I love how the “prize” in their photo contest mentioned above, is that they take the best submitted image and use it on a landing page for their own advertising royalty free and no term limits. Haha.


----------



## Joepatbob (Mar 19, 2020)

they still can't seem to support DNGs well. any I port are a blue tint


----------



## beckstoy (Mar 22, 2020)

Skylum is horrible, and this product is laughable. I have a super high-end PC and this software, even after the recent *Update to 4.2, crashes within seconds.

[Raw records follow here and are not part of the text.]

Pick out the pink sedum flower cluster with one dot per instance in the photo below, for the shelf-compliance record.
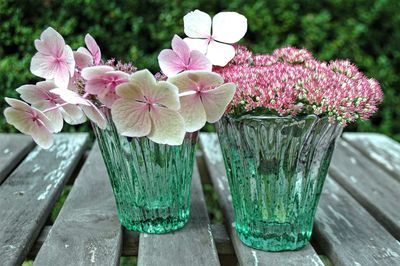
(291, 81)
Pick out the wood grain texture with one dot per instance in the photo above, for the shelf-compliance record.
(29, 193)
(373, 187)
(245, 254)
(13, 148)
(348, 234)
(191, 245)
(87, 230)
(381, 149)
(130, 242)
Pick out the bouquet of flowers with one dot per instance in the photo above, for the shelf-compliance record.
(80, 85)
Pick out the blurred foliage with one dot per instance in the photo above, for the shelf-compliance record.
(365, 31)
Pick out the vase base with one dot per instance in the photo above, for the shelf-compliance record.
(158, 225)
(274, 242)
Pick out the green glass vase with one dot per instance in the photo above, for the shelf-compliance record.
(276, 167)
(151, 182)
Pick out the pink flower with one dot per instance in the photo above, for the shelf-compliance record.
(90, 110)
(54, 59)
(204, 97)
(30, 121)
(227, 28)
(40, 97)
(102, 81)
(148, 108)
(92, 51)
(180, 58)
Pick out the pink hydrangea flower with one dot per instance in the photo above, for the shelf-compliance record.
(102, 81)
(90, 110)
(54, 59)
(204, 97)
(148, 108)
(40, 97)
(180, 58)
(92, 51)
(30, 121)
(215, 43)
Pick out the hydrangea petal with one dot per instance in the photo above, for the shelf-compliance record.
(82, 60)
(229, 27)
(70, 96)
(95, 115)
(199, 62)
(31, 93)
(197, 24)
(131, 118)
(200, 45)
(42, 136)
(50, 43)
(216, 100)
(42, 66)
(73, 114)
(193, 80)
(167, 127)
(54, 116)
(170, 63)
(166, 94)
(94, 72)
(94, 49)
(181, 49)
(192, 111)
(219, 53)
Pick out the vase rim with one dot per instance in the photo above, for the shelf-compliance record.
(273, 117)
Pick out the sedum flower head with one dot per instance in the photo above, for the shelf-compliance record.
(291, 82)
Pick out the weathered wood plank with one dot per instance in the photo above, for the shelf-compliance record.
(348, 234)
(192, 245)
(87, 230)
(29, 193)
(373, 187)
(381, 149)
(130, 242)
(13, 148)
(245, 254)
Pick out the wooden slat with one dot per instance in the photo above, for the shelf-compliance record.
(87, 230)
(13, 148)
(191, 245)
(130, 242)
(29, 193)
(348, 234)
(373, 187)
(245, 254)
(381, 149)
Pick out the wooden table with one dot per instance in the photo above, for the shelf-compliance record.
(357, 222)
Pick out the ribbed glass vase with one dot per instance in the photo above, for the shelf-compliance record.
(150, 181)
(276, 167)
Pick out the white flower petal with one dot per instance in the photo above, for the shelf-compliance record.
(54, 116)
(167, 127)
(229, 27)
(215, 101)
(131, 118)
(197, 24)
(219, 53)
(193, 113)
(200, 45)
(70, 96)
(192, 80)
(95, 115)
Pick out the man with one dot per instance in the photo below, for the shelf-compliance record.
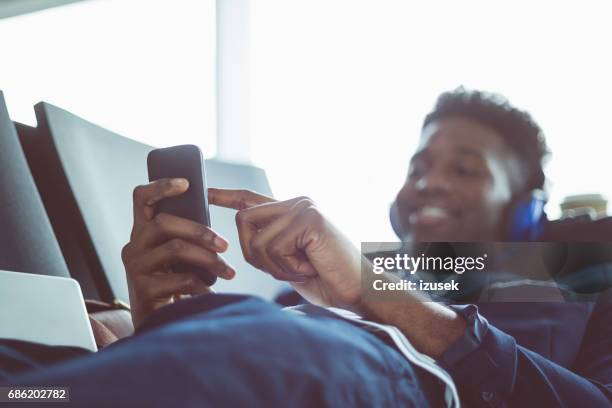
(476, 156)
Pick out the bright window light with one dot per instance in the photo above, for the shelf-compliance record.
(142, 68)
(339, 90)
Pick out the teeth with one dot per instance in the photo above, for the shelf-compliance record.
(434, 212)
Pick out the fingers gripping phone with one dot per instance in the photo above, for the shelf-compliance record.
(185, 161)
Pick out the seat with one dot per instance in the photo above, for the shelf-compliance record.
(86, 175)
(27, 240)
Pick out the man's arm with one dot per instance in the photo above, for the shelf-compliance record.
(294, 242)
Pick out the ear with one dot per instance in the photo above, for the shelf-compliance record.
(524, 218)
(395, 221)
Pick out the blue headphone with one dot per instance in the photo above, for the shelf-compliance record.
(525, 217)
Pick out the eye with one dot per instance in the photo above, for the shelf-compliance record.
(466, 170)
(417, 169)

Don't waste your money, people. They promise to help you through support, but it's a very slow process, and in the end, after you've sent them all your history and the logs from your computer, they give you a solution of...reinstalling.

Useless/Pointless/Crap Customer Service. Each time I send my error logs, I feel like they're simply using us suckers as beta testers.


----------



## chong67 (Mar 23, 2020)

How is this software different from Aurora HDR? They look similar to me with all the presets.

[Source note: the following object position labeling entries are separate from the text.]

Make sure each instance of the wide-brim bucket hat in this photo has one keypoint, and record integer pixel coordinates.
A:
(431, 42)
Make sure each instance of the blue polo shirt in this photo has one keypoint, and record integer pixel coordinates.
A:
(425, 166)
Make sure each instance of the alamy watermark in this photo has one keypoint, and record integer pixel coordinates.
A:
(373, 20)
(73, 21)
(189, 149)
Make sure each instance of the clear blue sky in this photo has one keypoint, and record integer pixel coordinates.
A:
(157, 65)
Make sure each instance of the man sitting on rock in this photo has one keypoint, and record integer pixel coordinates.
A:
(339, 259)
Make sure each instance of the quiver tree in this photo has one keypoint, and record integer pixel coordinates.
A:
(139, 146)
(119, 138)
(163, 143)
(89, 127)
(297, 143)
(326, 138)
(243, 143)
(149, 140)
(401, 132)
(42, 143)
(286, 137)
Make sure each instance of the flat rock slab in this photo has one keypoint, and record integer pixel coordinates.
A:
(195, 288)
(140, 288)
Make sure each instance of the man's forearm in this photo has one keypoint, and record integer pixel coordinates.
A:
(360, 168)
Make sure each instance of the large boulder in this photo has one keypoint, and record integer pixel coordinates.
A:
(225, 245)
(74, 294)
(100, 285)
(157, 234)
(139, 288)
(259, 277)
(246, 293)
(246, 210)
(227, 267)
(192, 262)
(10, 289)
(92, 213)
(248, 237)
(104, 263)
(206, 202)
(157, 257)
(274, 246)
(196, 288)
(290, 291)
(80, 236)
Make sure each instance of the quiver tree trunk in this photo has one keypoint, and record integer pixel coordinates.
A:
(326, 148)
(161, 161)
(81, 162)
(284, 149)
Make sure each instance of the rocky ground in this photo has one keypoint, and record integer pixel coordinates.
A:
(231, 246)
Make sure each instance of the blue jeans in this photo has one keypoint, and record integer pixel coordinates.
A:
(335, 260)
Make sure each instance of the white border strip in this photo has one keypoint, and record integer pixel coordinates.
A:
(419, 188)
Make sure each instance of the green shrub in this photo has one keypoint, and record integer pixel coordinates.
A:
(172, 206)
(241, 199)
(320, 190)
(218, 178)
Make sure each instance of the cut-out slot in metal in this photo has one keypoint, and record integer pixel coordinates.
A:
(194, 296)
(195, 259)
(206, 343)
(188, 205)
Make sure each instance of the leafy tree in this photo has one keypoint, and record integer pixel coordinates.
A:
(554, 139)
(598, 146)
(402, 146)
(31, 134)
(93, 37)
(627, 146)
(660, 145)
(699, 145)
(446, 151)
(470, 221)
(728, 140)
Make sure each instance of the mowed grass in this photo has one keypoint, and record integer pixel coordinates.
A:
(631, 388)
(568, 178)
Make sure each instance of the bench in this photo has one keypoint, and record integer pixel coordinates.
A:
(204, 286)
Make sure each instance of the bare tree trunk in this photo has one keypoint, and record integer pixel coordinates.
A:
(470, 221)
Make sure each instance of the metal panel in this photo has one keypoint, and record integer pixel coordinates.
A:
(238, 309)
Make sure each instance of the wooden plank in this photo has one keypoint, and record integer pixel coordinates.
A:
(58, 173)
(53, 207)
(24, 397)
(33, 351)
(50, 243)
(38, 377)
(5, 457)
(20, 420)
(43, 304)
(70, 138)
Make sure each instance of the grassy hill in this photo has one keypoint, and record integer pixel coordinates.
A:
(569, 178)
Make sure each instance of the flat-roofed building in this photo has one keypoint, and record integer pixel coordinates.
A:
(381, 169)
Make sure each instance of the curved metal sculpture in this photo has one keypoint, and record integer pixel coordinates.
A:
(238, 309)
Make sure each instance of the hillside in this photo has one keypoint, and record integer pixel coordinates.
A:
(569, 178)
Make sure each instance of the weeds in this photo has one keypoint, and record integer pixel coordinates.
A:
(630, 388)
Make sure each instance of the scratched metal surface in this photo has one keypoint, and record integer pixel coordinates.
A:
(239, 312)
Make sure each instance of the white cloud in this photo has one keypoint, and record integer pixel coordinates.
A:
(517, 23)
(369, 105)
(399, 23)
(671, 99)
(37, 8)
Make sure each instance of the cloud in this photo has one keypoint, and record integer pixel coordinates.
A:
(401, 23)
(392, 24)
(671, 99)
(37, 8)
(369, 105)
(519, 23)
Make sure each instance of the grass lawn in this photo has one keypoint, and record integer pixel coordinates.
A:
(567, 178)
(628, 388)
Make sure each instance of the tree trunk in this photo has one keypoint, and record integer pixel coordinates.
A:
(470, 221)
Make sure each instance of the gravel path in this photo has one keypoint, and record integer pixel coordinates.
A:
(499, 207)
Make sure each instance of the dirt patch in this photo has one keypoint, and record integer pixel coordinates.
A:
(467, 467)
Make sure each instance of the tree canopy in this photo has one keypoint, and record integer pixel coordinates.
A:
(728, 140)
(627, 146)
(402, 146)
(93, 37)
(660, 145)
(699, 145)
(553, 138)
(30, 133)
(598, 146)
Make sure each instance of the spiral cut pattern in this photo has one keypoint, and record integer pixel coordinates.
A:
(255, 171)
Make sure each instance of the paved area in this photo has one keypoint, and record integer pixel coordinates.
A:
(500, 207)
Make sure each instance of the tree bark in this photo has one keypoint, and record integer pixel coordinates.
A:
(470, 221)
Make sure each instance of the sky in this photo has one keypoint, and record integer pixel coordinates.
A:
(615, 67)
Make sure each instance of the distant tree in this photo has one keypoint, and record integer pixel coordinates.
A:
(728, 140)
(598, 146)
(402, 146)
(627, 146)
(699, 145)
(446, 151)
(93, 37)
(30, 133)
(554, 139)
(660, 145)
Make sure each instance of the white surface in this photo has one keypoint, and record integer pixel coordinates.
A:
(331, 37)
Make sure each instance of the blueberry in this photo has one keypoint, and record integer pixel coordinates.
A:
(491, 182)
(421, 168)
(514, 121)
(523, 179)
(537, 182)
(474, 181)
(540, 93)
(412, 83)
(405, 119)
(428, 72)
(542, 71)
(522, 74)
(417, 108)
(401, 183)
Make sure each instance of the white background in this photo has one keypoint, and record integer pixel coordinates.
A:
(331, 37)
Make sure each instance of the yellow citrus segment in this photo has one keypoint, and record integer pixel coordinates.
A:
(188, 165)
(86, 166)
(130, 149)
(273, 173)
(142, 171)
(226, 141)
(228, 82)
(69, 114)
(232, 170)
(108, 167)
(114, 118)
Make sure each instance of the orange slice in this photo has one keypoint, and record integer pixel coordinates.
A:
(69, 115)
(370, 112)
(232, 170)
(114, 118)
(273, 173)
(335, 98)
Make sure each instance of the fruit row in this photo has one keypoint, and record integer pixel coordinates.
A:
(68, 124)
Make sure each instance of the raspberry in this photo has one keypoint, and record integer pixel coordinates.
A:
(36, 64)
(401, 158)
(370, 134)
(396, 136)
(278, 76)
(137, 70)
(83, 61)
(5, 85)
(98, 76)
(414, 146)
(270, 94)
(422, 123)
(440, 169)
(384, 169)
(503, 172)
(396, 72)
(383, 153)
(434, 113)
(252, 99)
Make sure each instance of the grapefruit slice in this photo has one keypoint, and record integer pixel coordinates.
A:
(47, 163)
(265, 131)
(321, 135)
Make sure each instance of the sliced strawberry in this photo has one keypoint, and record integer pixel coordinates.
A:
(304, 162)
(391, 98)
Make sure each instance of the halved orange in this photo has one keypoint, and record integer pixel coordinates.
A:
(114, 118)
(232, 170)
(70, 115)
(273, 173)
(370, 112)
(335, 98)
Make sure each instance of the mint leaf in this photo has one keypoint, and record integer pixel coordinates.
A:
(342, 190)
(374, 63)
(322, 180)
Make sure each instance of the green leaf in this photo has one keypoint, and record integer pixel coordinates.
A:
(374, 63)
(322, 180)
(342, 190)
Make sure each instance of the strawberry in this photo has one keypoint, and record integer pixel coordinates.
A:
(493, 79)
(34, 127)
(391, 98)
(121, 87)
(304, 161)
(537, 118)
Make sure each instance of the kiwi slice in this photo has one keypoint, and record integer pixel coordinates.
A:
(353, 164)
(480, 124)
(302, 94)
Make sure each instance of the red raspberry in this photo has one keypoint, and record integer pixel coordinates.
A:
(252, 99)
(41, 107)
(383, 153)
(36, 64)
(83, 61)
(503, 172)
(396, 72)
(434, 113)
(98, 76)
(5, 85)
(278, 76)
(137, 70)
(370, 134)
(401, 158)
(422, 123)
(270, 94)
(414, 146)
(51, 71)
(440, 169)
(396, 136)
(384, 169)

I use 4.2 on my new virtual machine. It went smooth. No crash.


----------



## beckstoy (Mar 24, 2020)

chong67 said:


> How is this software different from Aurora HDR? They look similar to me with all the presets.
> 
> I use 4.2 on my new virtual machine. It went smooth. No crash.

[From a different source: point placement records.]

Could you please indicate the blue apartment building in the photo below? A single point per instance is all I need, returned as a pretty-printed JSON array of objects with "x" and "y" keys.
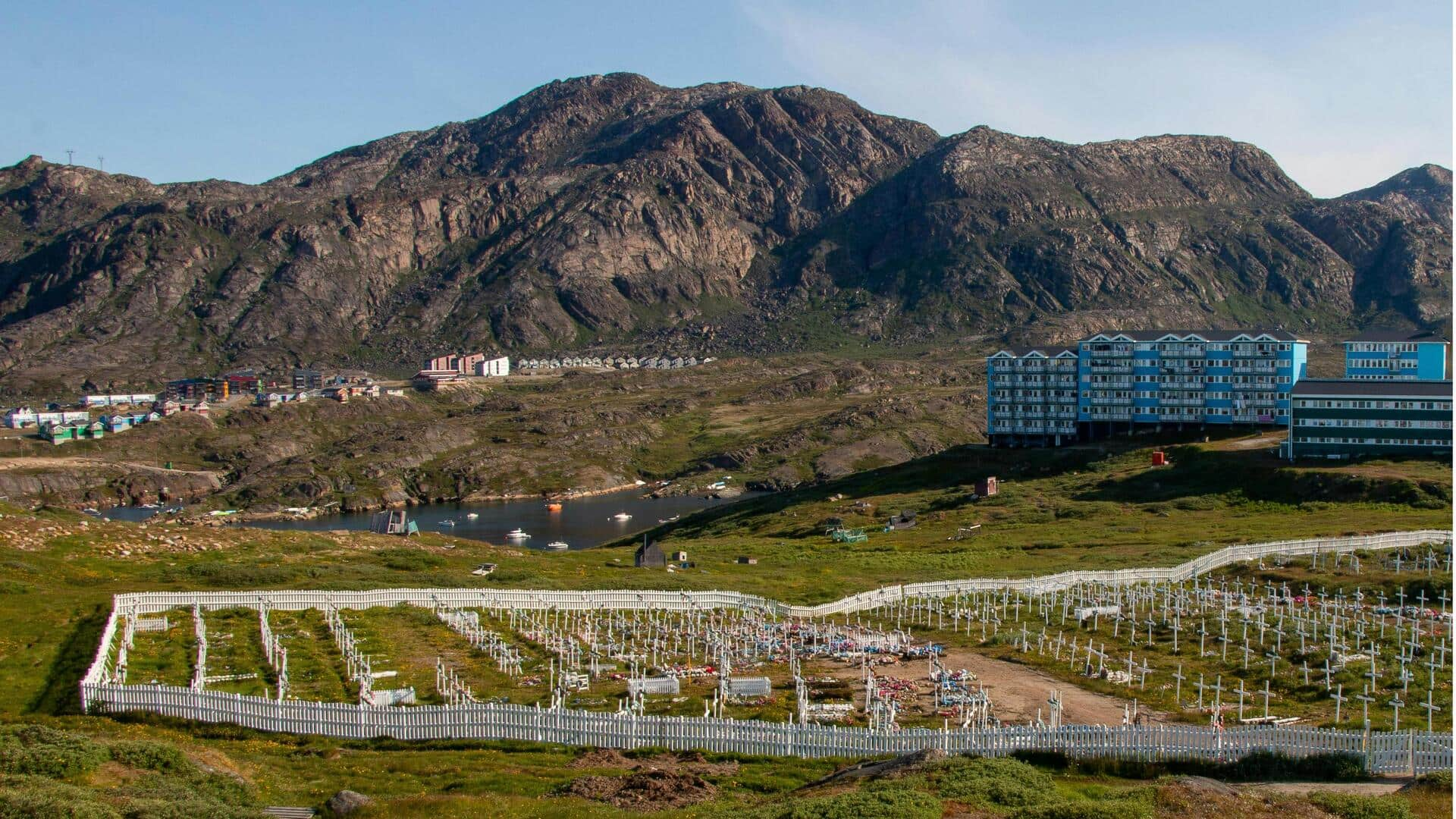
[
  {"x": 1031, "y": 397},
  {"x": 1397, "y": 356},
  {"x": 1144, "y": 379}
]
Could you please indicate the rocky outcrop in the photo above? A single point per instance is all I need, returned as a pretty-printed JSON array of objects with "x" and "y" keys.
[{"x": 610, "y": 207}]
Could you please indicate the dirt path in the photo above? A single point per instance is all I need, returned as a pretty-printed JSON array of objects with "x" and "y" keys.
[
  {"x": 1299, "y": 789},
  {"x": 1017, "y": 691}
]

Mac or Windows? I'm impressed with the no cash if with Windows.

My setup, which crashes every time:

Win10 Pro
i7 9th gen
32gb ram
8gb video memory (Nvidia)
All very fast SSDs

This setup runs PS/LR without hiccups.

L4.2 crashes immediately

Support at Skylum asks for my crash logs. I've sent them. They just tell me to reset or reinstall.

I feel like a beta tester.


----------



## chong67 (Mar 24, 2020)

I still have no crash. I run everything inside a virtual machine. This new VM has only this software inside. You got enough memory to do one VM. There is a free open source one if you want to try. I run VM to isolate things. My host computer is mostly clean.

I use PS and PTGui inside VM too. Topez does not run inside a VM.

This Luminar cannot do merge brackets to HDR.

It has all these presets/tone mapping like Aurora HDR and I dont know the difference.


----------



## LDS (Mar 24, 2020)

chong67 said:


> I run VM to isolate things.



How do you calibrate the screen working in a VM?


----------



## chong67 (Mar 29, 2020)

LDS said:


> How do you calibrate the screen working in a VM?



It should be the same as on your host computer screen. It doesn't need adjusting.

Have you figure out your crash?


----------